Articles
4 June 2020

Malaysia’s export resilience comes to an end

A sharp fall in exports and the widest ever trade deficit suggests the recent relief for the Malaysian ringgit from improving oil prices may not last

23.8%

Export fall in April

Year-on-year

Worse than expected

Electronics and oil dent exports

The resiliency of Malaysian exports seen earlier this year has ended.

23.8% year-on-year export plunge in April was steeper than our -19.0% estimate and consensus of -12.8%. This follows -4.7% YoY growth in March. Just like some of its Southeast neighbours’ Malaysian exports held their ground in the first quarter with 1.1% growth but not anymore.

Electrical and electronics - the dominant of all product groups with 38% weight in total exports, remained the main drag with the accelerated decline (-22% YoY vs. -14% in March). And, as we expected, oil and petroleum products exports followed in (-23% vs. +14%), led by a double whammy of global demand slump and low prices.

In terms of destinations, the US and Japan were the weak spots with 31% and 28% fall in shipments, respectively. Bucking the trend, was China with a 4% rise in exports, as a hopeful sign of post-Covid recovery of demand in the biggest export market.

Record trade deficit

Imports also contracted by 8% YoY, though not as bad as consensus expectations of -15.6%. Most product categories posted steeper import falls than in the preceding month, though, oddly enough, transport equipment outshined with 233% jump.

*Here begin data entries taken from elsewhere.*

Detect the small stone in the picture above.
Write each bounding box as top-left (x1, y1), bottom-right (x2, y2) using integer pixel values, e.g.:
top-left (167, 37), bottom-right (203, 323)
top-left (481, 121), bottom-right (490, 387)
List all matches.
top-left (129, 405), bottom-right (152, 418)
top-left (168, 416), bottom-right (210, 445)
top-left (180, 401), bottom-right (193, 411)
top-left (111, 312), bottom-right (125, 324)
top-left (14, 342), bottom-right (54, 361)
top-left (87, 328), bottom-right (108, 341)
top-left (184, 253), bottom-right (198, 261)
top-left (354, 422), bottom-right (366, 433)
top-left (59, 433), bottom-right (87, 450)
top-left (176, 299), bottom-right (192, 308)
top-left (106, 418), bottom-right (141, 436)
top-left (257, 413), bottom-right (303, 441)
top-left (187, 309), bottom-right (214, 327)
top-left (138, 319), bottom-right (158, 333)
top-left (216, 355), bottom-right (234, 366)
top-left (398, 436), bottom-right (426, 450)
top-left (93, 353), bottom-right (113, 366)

Narrowing trade surplus and weak tourism revenues due to Covid-19 are likely to cause a dent to the current account surplus this year

This produced a trade deficit of MYR 3.5 billion - the highest deficit ever following a surplus of over MYR 12 billion in March. The year-to-date trade balance is still in surplus at MYR 33.4 billion, though that's a sharp narrowing from MYR 48 billion surplus in the same period last year.

Narrowing trade surplus and weak tourism revenues due to Covid-19 are likely to cause a dent to the current account surplus this year.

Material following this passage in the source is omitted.